The company appears to be the first and only insurer in the country to face a suspension in its drug plan enrollment over the medical loss ratio requirement, which first took effect in 2014.

The suspension won't affect the 38,000 people now covered by an Arkansas Blue Cross and Blue Shield drug plan, but it will prevent new customers from signing up during the enrollment period that starts Sunday and runs through Dec. 7.

At Thursday's hearing, Kolber said the sanction means the company won't be able to replace customers who die or switch to other companies' plans.

And since some administrative costs are fixed, the loss in enrollment would make it more difficult for Arkansas Blue Cross and Blue Shield to meet the loss ratio requirement in future years, he said.

He noted that the Health Care and Education Reconciliation Act calls for the termination of contracts with plans that fail to meet the target for five years in a row, meaning the suspension could be "potentially fatal" to the company's drug plan business.

Arguing that the loss ratio requirement shouldn't be applied to drug plans, Kolber noted that it was contained in a section of the 2010 law, titled "Savings from limits on [Medicare Advantage] Plan administrative costs," that doesn't mention drug plans.

In applying the requirement to drug plans, the Centers for Medicare and Medicaid Services officials cited a provision in the 2003 law that created the Medicare drug benefit.

That law says that certain requirements for Medicare Advantage plans also apply to stand-alone drug plans.
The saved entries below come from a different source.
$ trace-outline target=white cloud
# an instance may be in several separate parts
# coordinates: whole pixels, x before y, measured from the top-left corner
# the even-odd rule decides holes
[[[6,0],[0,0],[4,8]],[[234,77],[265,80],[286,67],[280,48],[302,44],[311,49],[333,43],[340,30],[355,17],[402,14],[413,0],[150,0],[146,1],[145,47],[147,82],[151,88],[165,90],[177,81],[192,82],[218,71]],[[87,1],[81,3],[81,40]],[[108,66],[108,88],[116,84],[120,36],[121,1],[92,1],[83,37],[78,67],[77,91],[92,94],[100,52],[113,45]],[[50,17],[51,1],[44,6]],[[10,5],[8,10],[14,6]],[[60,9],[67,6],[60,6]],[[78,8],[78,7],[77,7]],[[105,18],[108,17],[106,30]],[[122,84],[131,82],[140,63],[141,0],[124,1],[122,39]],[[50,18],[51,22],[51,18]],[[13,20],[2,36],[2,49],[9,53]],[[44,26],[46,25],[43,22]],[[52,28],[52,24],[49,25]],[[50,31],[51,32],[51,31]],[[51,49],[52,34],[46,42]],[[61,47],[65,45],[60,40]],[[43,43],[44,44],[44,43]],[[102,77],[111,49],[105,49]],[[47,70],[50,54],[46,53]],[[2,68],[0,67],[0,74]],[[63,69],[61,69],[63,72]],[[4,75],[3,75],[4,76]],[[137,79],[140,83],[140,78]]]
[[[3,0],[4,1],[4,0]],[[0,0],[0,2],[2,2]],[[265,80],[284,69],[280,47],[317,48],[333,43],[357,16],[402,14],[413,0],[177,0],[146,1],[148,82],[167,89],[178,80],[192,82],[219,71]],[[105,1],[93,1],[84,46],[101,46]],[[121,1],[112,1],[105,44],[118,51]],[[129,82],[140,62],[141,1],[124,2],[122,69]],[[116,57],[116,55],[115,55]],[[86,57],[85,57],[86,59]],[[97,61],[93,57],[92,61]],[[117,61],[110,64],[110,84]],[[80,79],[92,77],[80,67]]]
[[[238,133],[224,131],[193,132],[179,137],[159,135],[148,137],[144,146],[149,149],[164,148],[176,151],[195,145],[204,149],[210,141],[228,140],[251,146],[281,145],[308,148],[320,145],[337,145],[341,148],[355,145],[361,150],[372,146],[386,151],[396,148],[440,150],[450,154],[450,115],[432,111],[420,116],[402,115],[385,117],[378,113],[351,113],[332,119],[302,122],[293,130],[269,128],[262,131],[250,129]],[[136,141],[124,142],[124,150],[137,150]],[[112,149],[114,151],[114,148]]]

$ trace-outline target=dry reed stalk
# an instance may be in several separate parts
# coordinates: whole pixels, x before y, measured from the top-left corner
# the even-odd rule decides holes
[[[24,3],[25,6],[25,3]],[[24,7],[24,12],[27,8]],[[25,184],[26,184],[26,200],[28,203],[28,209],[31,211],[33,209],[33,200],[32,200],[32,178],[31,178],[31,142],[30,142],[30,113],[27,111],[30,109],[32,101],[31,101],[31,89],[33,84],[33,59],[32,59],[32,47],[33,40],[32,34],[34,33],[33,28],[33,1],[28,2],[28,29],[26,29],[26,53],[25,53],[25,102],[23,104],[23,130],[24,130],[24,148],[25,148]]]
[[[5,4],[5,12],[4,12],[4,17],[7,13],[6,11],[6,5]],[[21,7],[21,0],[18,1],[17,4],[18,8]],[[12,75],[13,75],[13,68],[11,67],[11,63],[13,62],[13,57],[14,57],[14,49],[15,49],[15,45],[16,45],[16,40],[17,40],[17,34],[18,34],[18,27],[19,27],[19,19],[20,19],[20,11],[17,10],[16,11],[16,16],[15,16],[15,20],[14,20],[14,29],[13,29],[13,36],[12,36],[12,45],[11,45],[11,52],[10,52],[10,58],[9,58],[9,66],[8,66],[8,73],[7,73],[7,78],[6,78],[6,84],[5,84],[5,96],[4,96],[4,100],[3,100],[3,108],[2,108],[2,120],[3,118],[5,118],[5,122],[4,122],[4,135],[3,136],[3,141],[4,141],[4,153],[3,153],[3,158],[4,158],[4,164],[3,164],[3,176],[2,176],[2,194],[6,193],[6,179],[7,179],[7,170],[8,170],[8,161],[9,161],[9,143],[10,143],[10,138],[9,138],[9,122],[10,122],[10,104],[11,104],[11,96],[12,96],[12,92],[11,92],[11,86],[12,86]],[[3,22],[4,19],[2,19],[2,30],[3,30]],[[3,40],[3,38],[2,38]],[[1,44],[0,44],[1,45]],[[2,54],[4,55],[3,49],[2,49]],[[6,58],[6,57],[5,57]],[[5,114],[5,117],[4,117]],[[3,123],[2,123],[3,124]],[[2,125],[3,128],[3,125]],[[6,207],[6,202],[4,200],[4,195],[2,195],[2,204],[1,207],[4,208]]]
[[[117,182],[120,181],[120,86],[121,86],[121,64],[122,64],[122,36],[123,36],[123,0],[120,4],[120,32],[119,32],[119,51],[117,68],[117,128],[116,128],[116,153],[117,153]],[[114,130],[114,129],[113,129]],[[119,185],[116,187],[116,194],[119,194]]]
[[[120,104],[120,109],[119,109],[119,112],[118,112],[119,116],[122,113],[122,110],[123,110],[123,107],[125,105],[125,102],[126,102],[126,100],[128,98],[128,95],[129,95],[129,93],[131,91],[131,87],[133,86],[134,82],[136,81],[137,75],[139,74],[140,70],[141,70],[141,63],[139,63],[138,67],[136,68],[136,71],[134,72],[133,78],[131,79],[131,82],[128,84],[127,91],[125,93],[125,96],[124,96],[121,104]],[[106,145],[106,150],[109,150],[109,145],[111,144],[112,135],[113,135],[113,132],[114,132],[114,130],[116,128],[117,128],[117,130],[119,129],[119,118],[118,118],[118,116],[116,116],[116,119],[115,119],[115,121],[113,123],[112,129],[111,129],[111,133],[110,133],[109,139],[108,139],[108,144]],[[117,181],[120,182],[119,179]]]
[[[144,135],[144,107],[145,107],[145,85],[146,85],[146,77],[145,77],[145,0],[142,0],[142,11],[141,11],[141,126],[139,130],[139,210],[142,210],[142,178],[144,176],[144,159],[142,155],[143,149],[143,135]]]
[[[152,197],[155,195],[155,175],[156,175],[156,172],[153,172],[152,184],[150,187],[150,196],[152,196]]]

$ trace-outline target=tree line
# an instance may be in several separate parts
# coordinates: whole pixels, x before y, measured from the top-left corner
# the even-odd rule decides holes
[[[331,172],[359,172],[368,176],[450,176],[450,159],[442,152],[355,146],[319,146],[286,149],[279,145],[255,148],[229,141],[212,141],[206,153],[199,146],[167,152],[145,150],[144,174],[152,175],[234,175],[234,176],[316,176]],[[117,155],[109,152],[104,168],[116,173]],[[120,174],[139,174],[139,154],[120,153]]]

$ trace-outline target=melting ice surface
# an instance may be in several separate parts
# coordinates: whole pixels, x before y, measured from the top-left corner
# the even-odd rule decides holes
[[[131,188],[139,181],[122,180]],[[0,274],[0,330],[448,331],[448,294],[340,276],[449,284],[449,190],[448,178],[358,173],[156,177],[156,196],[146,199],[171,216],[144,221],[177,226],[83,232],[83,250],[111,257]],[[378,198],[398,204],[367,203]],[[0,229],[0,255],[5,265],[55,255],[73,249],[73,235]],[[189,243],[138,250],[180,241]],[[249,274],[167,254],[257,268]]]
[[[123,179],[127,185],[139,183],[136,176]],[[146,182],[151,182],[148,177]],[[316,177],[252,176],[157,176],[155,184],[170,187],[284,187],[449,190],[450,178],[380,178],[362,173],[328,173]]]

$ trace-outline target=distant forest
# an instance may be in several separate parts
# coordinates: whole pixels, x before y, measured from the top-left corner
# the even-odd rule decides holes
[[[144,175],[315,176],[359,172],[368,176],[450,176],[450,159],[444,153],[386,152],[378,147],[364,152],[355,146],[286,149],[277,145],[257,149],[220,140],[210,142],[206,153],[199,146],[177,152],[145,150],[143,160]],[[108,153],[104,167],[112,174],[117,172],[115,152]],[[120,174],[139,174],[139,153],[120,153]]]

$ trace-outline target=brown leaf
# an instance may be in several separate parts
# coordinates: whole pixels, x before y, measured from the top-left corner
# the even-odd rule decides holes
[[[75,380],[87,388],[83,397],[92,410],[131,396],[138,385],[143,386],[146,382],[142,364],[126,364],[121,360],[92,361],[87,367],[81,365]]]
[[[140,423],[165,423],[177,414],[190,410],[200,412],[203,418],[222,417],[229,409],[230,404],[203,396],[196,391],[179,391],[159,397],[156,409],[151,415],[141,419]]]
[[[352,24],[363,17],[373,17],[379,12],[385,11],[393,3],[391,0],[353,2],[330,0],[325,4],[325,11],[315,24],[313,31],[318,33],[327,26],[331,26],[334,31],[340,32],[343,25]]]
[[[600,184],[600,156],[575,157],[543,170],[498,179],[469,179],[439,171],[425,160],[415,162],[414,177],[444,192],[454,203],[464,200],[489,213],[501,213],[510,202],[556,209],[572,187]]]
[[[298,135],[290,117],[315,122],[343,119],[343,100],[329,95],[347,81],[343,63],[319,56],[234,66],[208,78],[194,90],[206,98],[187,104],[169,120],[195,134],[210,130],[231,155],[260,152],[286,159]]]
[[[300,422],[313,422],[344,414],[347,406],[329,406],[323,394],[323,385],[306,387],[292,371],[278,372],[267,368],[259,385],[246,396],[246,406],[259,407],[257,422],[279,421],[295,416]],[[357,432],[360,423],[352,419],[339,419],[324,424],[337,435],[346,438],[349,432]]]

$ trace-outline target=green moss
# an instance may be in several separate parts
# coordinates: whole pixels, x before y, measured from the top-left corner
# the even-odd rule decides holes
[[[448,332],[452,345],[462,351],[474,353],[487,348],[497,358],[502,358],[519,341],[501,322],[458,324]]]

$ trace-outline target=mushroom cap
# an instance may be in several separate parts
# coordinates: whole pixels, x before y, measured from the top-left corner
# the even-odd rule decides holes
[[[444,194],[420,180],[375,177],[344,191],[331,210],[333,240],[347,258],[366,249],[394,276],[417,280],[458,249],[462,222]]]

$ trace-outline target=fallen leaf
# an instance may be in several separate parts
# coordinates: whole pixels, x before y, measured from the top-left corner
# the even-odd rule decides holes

The 2010 law added the minimum loss ratio provision to the section of the law that contains those requirements.

Kolber said requirements to Medicare Advantage plans added after the 2003 law was passed shouldn't automatically apply to drug plans.

The 2010 law was passed amid "concerns about the administrative costs and the profits of Medicare Advantage plans," he said. "There was no discussion of [drug] plans in that context."
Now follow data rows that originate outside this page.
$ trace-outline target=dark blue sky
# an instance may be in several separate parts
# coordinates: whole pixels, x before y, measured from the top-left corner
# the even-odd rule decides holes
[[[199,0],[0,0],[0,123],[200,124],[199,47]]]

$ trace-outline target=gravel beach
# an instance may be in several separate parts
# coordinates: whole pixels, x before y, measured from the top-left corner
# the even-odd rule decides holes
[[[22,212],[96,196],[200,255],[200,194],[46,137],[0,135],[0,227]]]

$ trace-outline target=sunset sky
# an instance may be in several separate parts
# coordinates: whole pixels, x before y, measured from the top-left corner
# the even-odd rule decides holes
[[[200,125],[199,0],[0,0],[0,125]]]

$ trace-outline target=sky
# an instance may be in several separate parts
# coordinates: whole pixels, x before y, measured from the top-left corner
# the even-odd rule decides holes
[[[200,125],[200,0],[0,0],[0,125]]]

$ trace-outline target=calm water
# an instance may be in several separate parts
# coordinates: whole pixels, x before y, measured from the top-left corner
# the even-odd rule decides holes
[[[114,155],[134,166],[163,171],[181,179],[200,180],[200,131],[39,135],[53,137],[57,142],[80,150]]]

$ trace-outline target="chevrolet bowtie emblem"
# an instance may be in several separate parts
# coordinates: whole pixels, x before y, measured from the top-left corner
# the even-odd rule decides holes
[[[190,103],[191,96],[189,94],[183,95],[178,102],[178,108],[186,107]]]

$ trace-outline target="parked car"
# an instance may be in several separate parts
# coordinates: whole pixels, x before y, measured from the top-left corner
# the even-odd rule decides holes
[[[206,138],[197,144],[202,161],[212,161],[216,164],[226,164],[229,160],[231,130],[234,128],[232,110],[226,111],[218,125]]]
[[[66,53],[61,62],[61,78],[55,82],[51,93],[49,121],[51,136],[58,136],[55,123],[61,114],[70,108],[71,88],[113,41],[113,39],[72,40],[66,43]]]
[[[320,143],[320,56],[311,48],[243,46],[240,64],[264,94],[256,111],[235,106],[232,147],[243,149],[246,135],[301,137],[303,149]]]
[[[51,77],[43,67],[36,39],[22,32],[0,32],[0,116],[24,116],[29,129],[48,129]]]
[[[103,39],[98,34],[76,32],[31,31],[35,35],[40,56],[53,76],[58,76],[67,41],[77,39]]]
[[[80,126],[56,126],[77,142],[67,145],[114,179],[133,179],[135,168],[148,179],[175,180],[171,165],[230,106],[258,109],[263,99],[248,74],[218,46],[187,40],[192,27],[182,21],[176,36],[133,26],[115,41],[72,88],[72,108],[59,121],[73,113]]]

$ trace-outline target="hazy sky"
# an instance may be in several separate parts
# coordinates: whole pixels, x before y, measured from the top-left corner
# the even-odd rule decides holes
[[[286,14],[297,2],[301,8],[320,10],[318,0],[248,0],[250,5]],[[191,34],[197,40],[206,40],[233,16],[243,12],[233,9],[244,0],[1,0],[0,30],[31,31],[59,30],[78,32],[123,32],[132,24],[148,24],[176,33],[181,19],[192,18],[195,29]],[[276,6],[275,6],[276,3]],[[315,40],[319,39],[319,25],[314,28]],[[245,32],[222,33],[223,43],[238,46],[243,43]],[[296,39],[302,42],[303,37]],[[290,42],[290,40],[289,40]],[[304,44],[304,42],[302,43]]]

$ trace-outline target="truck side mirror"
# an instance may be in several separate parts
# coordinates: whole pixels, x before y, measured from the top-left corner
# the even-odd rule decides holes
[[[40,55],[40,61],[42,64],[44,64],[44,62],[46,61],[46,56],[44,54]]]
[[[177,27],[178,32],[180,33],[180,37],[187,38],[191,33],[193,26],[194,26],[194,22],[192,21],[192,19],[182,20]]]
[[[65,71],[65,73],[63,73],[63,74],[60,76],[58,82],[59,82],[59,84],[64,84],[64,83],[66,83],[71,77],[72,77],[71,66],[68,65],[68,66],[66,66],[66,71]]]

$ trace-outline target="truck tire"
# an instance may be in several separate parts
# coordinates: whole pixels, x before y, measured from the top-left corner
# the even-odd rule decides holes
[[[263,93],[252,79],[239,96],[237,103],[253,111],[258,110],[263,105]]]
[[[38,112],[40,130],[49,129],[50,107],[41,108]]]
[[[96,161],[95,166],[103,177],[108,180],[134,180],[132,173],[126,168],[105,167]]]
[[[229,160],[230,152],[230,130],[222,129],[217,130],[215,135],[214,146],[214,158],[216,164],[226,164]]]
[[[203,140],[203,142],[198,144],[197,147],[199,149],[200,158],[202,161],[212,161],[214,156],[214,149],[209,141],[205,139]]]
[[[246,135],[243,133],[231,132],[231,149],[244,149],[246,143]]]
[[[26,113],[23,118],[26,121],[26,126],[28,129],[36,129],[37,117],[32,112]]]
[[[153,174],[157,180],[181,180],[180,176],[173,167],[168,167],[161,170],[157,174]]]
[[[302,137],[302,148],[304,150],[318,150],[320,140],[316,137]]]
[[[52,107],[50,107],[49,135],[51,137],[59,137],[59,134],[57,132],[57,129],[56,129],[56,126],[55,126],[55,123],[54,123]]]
Charles Bailey Jr., an attorney with the U.S. Department of Health and Human Services' office of general counsel, countered that Congress would have included language in the 2010 law exempting the drug plans from the medical loss ratio requirement if that's what lawmakers had intended.

Of the 615,000 Arkansans covered by the insurance program for the elderly and disabled, about 308,000 are enrolled in stand-alone drug plans and 120,000 are in Medicare Advantage plans with drug coverage, according to the Centers for Medicare and Medicaid Services.

Although 11 companies offer Medicare drug plans in the state, Arkansas Blue Cross and Blue Shield is the only one based in Arkansas.

In 2014, the first year the loss ratio requirement took effect, Arkansas Blue Cross and Blue Shield had a medical loss ratio of 79.8 percent and was forced to refund $2.9 million to the federal government, Bailey said during the hearing.

The company refunded $2.3 million of what it collected in 2015, when its loss ratio was 81.3 percent, and almost $608,000 from last year, when its ratio was 84 percent.

Company spokesman Max Greenwood said this week that the company overestimated what it would "pay out in prescription drug claims and underestimated the amounts received from the various programs that are in place to defer the high cost of drugs."

She noted that the company has come closer each year to meeting the 85 percent target.